В квартире Черноусовых только сам бригадир и его жена. Сыновья где-то носятся на улице. Меж супругами имеет место быть нелегкий, напряженный разговор, так что Илья, пришедший домой на обед, то и дело чертыхается и нервно отбрасывает ложку. Но Зинаида на это почти не реагирует. Она сама чуть раньше мужа пришла с совхозной фермы, тоже уставшая и злая. В ее словах время от времени проскальзывает отчаяние:
– Не могу здесь больше! Все опостылело, по сторонам смотреть противно, воду эту без вкуса, артезианскую, пить не могу. Даже молоко здесь не такое и коровы тоже… все, все опротивело!
– Перестань Зин… надоело нытье твое. Мне и без тебя забот хватает. Другие вон домой отдыхать ходят, а я как в наказание, тебя слушать. Мне что ли все тут нравится? Вон урожай, что озимые, что яровые, все чуть живое, – огрызался Илья.
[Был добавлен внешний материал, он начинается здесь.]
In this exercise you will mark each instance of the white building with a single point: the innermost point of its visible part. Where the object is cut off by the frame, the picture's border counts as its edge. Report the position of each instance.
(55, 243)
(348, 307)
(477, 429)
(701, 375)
– Да гори он ясным огнем этот ваш урожай!.. За пять лет, что здесь живем всего год и был урожайным, а остальные такие же как ноне. Ты что обещал, когда нас сюды вез? Хлеба во, всего во… А что сейчас? Ни снабжения нормального, ничего, в магазинах стало хуже, чем в нашем колхозном сельпо. Летом жара несусветная, зимой стужа с буранами – хоть из дому не выходи. Квартеру обещал?… Какая это квартера, сборнощитовая? Не сборнощитовая, а сборнощелевая. Это еще хорошо, что у нас трое парней и маленьких нет. А если бы девка, хоть одна была? Как бы мы в этих двух комнатах жили? А если бы мальки были? Вон у кого есть, так оне в этих сборно-щелевых зимой из простуд не вылазят!..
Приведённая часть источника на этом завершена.